FIG. 7 is a view showing a situation of spark marks generated on the back surface of a steel plate.

FIG. 8 is a longitudinal cross-sectional view in the axial direction of a conventional steel plate transport roll having an insulating layer on the surface.

FIG. 9 is a longitudinal sectional view in the axial direction of a conventional stepped steel plate transport roll.

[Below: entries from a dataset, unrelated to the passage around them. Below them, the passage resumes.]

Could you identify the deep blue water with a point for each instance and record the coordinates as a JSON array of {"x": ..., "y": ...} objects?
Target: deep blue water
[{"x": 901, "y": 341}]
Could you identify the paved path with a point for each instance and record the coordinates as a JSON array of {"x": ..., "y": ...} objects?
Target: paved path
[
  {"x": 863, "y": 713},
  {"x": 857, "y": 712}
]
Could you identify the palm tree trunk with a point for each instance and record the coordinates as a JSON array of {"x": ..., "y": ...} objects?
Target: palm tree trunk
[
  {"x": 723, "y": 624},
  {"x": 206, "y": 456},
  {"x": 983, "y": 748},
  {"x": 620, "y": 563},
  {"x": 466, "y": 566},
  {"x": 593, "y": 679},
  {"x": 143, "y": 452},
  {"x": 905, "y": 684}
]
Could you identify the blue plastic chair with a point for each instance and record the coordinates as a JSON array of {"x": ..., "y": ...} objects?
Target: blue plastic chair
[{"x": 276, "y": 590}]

FIG. 10 is a diagram showing a temperature rise distribution in the steel sheet longitudinal direction in the example.

[Explanation of symbols]

1a, 1b, 1c Side roll 6 Induced electromotive current loop 2a, 2b Metal plate transport roll 9 Insulating layer 3 Metal plate 10 Step 4 Induction heating coil 11 Steel plate support 5 Induced electromotive force

─────────────────────────────────────────────────── ─── Continuation of the front page (51) Int.Cl. ⁶ Identification number Internal reference number FI Technical indication H05B 6/10 381 H05B 6/10 381

Claims (1)

[Claims] 1. A method of performing induction heating of an end portion of a metal plate side while a metal plate is placed on a conveyance roll and conveyed, in which a metal plate side end between an induction heating coil and a conveyance roll is brought into contact with a grounded roll. , An induction heating method characterized by suppressing sparks generated between a metal plate and a transport roll.